Our ho-hum experience with music management repeated itself with other Echo features and highlighted the biggest issue: Echo isn't connected to the rest of your digital life. You can add things to a To-Do list or Shopping list, which seems cool when you first try it, but we already have other online tools for these things that Echo doesn't talk to. We weren't going to break up our love affair with Evernote just so we could tell a tall black cylinder to add something to a list. Ask Echo about your calendar, and it'll say it can't do anything... yet.
Some digital connections are already in place. If you've got Philips Hue or Belkin WeMo home automation, Echo can connect and control lights and switches in a limited way -- switches and lights on and off, or dimmed.
Amazon's current answer is a free service called IFTTT (If This, Then That), which can be connected to the Echo via your Amazon account. IFTTT recipes can provide the glue between Echo and other services. For example, using the Evernote example, you can write an IFTTT recipe that will add anything from your To-Do list to an Evernote notebook. Today, IFTTT recipes can watch your To-Do and Shopping lists, and questions regarding sports teams (including Men's, but not Women's, college NCAA basketball), then trigger various types of actions. It's an interesting and extremely limited start, but it moves the Echo firmly out of "general tool" and into "hobbyist" territory.
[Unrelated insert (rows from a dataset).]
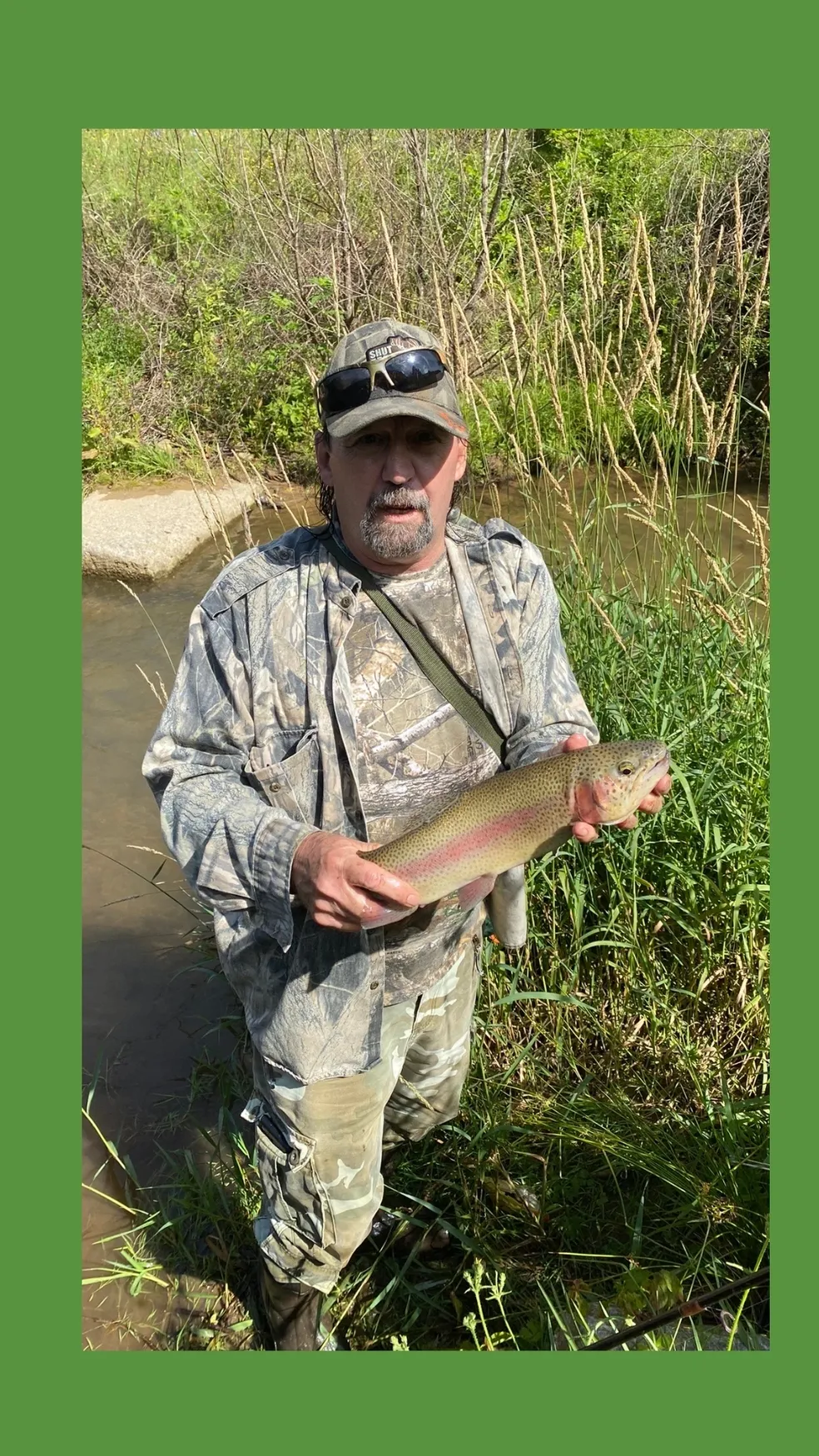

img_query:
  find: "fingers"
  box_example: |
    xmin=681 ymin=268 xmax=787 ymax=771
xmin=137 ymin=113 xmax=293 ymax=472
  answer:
xmin=291 ymin=830 xmax=420 ymax=932
xmin=348 ymin=846 xmax=420 ymax=907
Today, there are 192 recipes up on IFTTT for the Echo, but this is very early stage: who wants to say "Alexa, what's on my To-Do list" to ring their mobile phone?
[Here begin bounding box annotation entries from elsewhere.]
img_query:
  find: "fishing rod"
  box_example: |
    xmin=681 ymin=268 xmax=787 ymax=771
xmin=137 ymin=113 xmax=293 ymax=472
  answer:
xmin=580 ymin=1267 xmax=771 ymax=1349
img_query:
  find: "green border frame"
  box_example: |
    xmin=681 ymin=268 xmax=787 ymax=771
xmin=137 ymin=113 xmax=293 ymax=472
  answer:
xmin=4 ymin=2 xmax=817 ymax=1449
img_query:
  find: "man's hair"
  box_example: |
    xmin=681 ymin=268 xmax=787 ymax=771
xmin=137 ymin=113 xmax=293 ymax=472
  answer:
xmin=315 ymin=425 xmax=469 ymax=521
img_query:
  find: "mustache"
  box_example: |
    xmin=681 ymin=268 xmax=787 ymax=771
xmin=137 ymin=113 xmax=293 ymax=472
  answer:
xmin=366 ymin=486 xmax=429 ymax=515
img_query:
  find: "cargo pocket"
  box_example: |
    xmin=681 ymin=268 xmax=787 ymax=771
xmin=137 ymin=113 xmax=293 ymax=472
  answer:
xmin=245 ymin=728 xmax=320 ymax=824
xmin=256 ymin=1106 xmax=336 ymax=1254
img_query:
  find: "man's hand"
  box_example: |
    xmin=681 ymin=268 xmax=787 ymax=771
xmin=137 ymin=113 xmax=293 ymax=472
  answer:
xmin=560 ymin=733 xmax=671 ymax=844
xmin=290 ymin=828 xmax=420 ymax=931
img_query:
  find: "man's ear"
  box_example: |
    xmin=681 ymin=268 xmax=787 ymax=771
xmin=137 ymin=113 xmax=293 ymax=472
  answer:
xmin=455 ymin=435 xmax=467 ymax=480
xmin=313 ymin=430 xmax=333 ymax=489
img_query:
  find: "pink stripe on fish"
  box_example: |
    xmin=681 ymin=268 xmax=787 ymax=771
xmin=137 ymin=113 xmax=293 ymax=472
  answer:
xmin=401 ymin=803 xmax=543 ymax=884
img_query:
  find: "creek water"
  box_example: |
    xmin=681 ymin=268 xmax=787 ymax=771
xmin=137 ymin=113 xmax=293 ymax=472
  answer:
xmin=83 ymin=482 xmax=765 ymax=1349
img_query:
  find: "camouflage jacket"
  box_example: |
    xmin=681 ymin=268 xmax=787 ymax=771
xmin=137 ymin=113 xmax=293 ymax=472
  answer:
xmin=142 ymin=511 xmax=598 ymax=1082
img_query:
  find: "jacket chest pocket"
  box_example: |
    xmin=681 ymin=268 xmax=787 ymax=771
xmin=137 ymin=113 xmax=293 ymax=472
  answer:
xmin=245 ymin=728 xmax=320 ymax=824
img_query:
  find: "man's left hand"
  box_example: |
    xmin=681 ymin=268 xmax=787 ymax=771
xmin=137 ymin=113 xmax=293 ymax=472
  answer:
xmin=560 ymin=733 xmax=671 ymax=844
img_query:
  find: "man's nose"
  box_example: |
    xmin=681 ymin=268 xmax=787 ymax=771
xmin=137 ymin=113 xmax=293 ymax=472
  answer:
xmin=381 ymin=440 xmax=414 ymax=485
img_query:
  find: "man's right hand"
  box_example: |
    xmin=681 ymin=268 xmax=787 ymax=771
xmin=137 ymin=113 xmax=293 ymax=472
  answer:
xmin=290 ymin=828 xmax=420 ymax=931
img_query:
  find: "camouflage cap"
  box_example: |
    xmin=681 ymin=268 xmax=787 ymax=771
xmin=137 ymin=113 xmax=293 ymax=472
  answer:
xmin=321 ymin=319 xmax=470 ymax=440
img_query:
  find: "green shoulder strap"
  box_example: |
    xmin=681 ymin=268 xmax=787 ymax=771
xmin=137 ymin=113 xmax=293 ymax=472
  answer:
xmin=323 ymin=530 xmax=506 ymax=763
Amazon boasts that the Echo is always getting better, because the heavy lifting is done in their cloud-based service. That should make easier tasks such as expanding the types of questions you can ask, improving their answers, and linking to existing digital services. Since the Echo has only been shipping in quantities for a week, it's premature to rush to judgment--but it's also too early to recommend buying an Echo.